Já dissemos da problemática da relação de objeto para o obsessivo, “nele toda relação de objeto equivalerá inevitavelmente à relação interditada” (LACHAUD, 2007, p. 99). O objeto de que se trata é correlato do desejo do Outro enquanto exigência de que o sujeito se apague, expressão máxima do gozo. Um gozo que irá colocar em movimento o circuito fechado da compulsão à repetição, que se apresenta nos sintomas. São os meios defensivos do obsessivo que manterão o objeto intocado.

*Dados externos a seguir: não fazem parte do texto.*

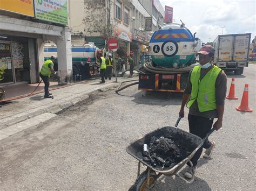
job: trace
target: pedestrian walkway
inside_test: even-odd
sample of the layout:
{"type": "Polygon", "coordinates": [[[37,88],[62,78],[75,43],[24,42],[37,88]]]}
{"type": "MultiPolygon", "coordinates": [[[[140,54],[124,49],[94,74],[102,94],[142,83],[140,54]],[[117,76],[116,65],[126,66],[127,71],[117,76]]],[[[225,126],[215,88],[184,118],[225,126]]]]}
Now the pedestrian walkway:
{"type": "MultiPolygon", "coordinates": [[[[118,77],[118,82],[133,78],[118,77]]],[[[64,108],[89,97],[89,94],[95,91],[106,91],[119,83],[116,83],[115,79],[106,80],[104,84],[99,83],[98,79],[71,84],[57,89],[50,90],[54,98],[44,98],[44,93],[12,101],[10,103],[0,106],[0,130],[7,126],[33,117],[45,112],[56,114],[64,108]]]]}

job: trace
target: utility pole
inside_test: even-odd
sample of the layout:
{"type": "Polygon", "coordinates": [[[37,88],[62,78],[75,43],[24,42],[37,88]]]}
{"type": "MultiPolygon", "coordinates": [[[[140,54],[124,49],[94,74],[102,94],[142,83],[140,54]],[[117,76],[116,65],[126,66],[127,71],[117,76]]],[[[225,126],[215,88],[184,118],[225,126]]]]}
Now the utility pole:
{"type": "Polygon", "coordinates": [[[222,28],[222,33],[221,34],[223,34],[223,29],[225,27],[225,26],[221,26],[221,28],[222,28]]]}

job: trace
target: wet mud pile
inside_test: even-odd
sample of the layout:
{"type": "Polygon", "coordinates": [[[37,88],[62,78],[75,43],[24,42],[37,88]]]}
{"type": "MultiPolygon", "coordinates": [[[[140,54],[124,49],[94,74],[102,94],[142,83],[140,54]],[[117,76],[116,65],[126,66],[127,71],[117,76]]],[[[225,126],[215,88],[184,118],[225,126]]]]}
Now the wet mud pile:
{"type": "Polygon", "coordinates": [[[169,168],[185,159],[190,153],[172,137],[151,137],[143,148],[143,160],[156,168],[169,168]]]}

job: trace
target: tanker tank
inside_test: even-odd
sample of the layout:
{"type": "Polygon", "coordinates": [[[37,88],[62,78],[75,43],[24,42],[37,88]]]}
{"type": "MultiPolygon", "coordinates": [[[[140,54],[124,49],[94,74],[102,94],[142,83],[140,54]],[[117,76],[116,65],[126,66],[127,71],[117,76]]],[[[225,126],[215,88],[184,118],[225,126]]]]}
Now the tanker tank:
{"type": "Polygon", "coordinates": [[[201,41],[195,34],[193,35],[183,23],[163,26],[150,40],[152,65],[178,69],[194,63],[195,54],[201,46],[201,41]]]}

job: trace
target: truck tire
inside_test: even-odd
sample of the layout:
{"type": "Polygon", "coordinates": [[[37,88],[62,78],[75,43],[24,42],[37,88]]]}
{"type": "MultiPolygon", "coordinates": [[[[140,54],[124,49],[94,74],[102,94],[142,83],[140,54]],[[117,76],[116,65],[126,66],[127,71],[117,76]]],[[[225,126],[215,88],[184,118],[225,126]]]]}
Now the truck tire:
{"type": "MultiPolygon", "coordinates": [[[[145,171],[136,179],[134,184],[131,188],[133,191],[146,190],[147,179],[147,170],[145,171]]],[[[151,171],[150,177],[150,189],[152,189],[156,184],[157,180],[157,173],[156,172],[151,171]]]]}
{"type": "Polygon", "coordinates": [[[238,68],[234,70],[235,74],[242,74],[244,73],[244,67],[238,68]]]}

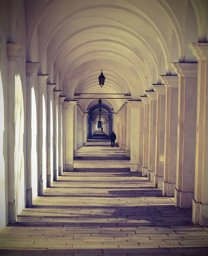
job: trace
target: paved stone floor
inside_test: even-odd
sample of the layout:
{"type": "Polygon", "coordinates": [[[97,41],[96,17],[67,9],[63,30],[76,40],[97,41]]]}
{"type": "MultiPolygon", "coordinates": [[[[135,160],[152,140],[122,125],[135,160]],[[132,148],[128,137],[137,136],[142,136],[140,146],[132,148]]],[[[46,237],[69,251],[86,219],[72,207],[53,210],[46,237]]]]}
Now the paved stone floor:
{"type": "Polygon", "coordinates": [[[208,255],[208,227],[130,173],[125,153],[109,145],[92,140],[78,151],[74,172],[0,233],[0,256],[208,255]]]}

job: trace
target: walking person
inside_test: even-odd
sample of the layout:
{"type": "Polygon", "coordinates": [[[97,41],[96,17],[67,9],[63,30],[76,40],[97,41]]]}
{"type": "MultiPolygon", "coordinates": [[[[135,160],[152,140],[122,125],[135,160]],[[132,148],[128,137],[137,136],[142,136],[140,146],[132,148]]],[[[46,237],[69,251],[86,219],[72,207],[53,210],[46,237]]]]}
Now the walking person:
{"type": "Polygon", "coordinates": [[[113,131],[110,136],[110,139],[111,141],[111,146],[114,147],[115,145],[115,140],[116,140],[116,134],[114,133],[114,131],[113,131]]]}

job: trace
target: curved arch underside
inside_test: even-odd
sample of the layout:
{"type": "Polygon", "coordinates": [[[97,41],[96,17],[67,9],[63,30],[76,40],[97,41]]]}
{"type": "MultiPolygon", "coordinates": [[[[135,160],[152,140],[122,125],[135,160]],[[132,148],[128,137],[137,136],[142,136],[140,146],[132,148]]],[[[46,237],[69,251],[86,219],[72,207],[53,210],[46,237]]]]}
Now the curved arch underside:
{"type": "Polygon", "coordinates": [[[180,12],[167,0],[31,2],[26,2],[27,59],[37,62],[37,51],[39,74],[49,74],[48,81],[67,100],[94,93],[78,99],[85,112],[99,108],[96,94],[101,93],[115,94],[103,105],[117,112],[126,100],[116,94],[140,100],[152,84],[160,83],[160,75],[171,73],[171,60],[184,59],[181,14],[185,17],[188,0],[180,4],[180,12]],[[102,88],[101,69],[106,77],[102,88]]]}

No entanto, o perigoso abismo que o desejo representa para o sujeito, parece ser um caminho possível a ser trilhado na clínica psicanalítica dos dias de hoje. O que vemos são sujeitos submetidos a um gozo Outro, sem respostas para isso que se apresenta como traumático, convocados a se proteger por meio de sintomas obsessivos que se repetem e cujo ciclo só poderia ser rompido por meio do desejo que faz advir o sujeito.